96% had taken the 11-week course…They sat in the room as friends, having tasting almost 2000k wines (that’s what the brochure said) over the 11 week-long class to my maybe dozen; methodically they called out an assortment of descriptors from THE GRID as though from a sacred genie jar, one that they had rubbed many times.
I had depended upon a simple analysis method demonstrated by Certified Specialist of Wine Guru “Miss Jane” Nickles’ video series, author of the workbook/study guide for that certification.

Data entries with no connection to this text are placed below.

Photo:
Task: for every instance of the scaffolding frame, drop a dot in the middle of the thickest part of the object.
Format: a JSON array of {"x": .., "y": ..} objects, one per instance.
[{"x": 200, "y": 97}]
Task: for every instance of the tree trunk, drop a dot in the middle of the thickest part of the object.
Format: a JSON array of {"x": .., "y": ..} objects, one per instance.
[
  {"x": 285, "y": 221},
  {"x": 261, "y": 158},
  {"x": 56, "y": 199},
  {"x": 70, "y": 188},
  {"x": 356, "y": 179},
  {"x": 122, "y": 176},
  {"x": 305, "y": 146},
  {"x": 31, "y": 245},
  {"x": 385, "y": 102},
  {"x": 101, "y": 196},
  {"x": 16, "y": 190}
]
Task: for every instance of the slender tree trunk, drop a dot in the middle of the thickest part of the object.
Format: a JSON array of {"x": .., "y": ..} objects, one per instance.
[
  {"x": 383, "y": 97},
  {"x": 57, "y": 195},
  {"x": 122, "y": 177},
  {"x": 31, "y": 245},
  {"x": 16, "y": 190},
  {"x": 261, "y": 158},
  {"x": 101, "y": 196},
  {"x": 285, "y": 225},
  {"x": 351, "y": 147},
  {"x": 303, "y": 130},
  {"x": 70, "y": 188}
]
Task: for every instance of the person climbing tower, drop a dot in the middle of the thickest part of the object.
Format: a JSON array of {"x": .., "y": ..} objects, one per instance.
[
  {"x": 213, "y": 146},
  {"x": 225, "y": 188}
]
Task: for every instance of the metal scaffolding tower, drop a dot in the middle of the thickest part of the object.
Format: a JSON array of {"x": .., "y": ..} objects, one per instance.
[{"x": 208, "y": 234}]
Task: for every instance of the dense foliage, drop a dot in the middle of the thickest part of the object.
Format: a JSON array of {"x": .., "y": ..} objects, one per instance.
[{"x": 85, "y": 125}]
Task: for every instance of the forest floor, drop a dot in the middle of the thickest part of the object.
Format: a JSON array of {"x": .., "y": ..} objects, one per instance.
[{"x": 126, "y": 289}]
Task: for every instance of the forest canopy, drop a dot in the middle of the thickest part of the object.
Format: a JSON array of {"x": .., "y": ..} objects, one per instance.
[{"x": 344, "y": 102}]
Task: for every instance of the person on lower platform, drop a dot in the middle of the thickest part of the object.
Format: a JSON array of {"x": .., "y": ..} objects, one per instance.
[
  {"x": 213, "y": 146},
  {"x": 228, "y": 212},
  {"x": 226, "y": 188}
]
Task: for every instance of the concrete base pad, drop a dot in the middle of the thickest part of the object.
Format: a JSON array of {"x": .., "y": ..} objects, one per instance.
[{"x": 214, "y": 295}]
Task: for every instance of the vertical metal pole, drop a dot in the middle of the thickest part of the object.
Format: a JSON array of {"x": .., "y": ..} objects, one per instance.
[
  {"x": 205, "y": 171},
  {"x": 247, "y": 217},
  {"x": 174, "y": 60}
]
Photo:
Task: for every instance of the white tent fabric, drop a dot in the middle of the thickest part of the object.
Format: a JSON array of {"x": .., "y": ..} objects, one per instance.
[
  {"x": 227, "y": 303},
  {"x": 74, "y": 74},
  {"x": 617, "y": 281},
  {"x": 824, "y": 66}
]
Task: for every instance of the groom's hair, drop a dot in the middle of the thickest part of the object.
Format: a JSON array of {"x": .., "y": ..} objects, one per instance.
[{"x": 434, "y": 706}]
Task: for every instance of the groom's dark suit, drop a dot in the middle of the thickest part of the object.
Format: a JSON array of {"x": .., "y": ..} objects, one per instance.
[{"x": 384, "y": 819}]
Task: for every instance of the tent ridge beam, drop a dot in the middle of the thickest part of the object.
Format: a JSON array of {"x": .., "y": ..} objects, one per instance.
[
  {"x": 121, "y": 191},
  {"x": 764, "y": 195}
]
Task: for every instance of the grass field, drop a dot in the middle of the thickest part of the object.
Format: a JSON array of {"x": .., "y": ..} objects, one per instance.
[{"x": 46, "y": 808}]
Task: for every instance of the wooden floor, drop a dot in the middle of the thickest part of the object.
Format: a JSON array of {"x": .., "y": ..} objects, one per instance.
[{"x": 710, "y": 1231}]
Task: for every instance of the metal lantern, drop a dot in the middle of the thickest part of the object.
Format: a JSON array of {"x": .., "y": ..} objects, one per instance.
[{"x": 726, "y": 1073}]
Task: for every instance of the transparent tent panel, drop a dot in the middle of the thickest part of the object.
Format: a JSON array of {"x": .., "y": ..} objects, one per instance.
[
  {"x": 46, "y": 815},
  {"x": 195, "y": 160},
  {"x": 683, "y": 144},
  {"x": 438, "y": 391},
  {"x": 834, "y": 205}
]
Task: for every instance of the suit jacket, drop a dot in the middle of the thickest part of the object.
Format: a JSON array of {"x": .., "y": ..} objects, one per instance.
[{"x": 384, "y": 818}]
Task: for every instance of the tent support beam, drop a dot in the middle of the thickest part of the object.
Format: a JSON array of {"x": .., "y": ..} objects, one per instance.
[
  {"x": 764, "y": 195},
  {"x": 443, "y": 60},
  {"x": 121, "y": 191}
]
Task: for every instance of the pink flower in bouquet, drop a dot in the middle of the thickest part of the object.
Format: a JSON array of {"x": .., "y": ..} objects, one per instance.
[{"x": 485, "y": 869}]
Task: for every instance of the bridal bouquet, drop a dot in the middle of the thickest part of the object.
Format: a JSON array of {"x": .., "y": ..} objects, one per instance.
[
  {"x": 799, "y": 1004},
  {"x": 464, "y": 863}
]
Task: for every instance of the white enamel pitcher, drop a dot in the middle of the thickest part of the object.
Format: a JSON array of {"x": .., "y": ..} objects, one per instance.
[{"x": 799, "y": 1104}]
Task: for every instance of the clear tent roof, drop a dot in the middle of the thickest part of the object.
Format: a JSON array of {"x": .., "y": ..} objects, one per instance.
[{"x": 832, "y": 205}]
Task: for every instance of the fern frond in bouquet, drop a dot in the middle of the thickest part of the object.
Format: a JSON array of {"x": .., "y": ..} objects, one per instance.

What I was hearing below had the rhythmic confidence gleamed from a timeless Homer-like chant of a cult I did not belong to.
As they sat down in surprised resignation Reggie announced he would like just one person to do the exercise…Vaguely hearing the auditorium let out a collective murmur, I barely sensed them as I was standing up, gazing down on him as though back at DiVine, just Reggie and me, talking wine.
A way-too-short time later while preparing for the drive to Campbell on the morning of the Certified I had powered up my old Mac with the CD drive to listen to “The Everyday Guide to Wine” by M.W. Jennifer Simonetti-Bryan one last time. She had a way of helping me understand, in a cerebral way I could taste, what the wines I’m supposed to know taste like. This morning she was talking about Old World blends again, whose secrets still loomed over me like a medieval coat-of-arms shield over a spent peasant…
Sitting down at 8:00 am, I would look at the Blind Tasting exam, THE GRID, something I’d looked over but not worked with much, mostly as I had not joined or formed a tasting group. Without being in the course, I simply did not have a connection with people in the same boat. I proceeded by pretty much just writing the name of the wine I believed it to be.
Handing my scantily filled-out paper back to Reggie, he quickly walked back over to me and said quietly, “are you sure you want to hand this in like this?” Damn so I had to use it to articulate my identifying the wine, like the row below me had; I got busy using the time we had left to flesh out my decisions with their language with sweat popping out of my forehead, face red with embarrassment and a sudden surge of high blood pressure.
So, Reggie did not have to do what he did, and I don’t know if he even remembered me at DiVine and felt sorry for me…
Back before the Service portion, before I was on the edge of quitting, the Master Somms were heading up-stairs, passing quietly through the gaggle of stressed-out students in the reception area waiting to be called up in fives for the Service test…Some took the elevator, but Reggie was using the stairs, one of the steps of which I was sitting on as I was not part of any of the huddling cliques in the packed room.
Just as he passed me, without moving, without thinking I suddenly heard myself say “thank you Reggie”…I was thanking him for enchanting me at DiVine, for handing back my test, for working with me during the blind tasting exercise, leading down a path to where we ended up with an Old World red blend.
His leg hung in the air for a split second, then his accent continued, my gratitude momentarily lifting my gloom.
Not much later, leaning against that wall, I heard the footsteps of the next group, minus one… Holding Reggie in the back of my mind, we entered the room, with my shoes slapping smartly as I began to serve a Master Sommelier, and his table of elegant, hungry ghosts.
At the end of that day, at the end of the exams, we were going to be kept waiting for a long time for the results; a student that was taking the exam for the second time said this was an unusually long wait. Just then one of the admins emerged from the closed door of the sanctum holding our future, ran down to the desk and grabbed another graduation packet, barley glancing back as she raced back and slammed the door.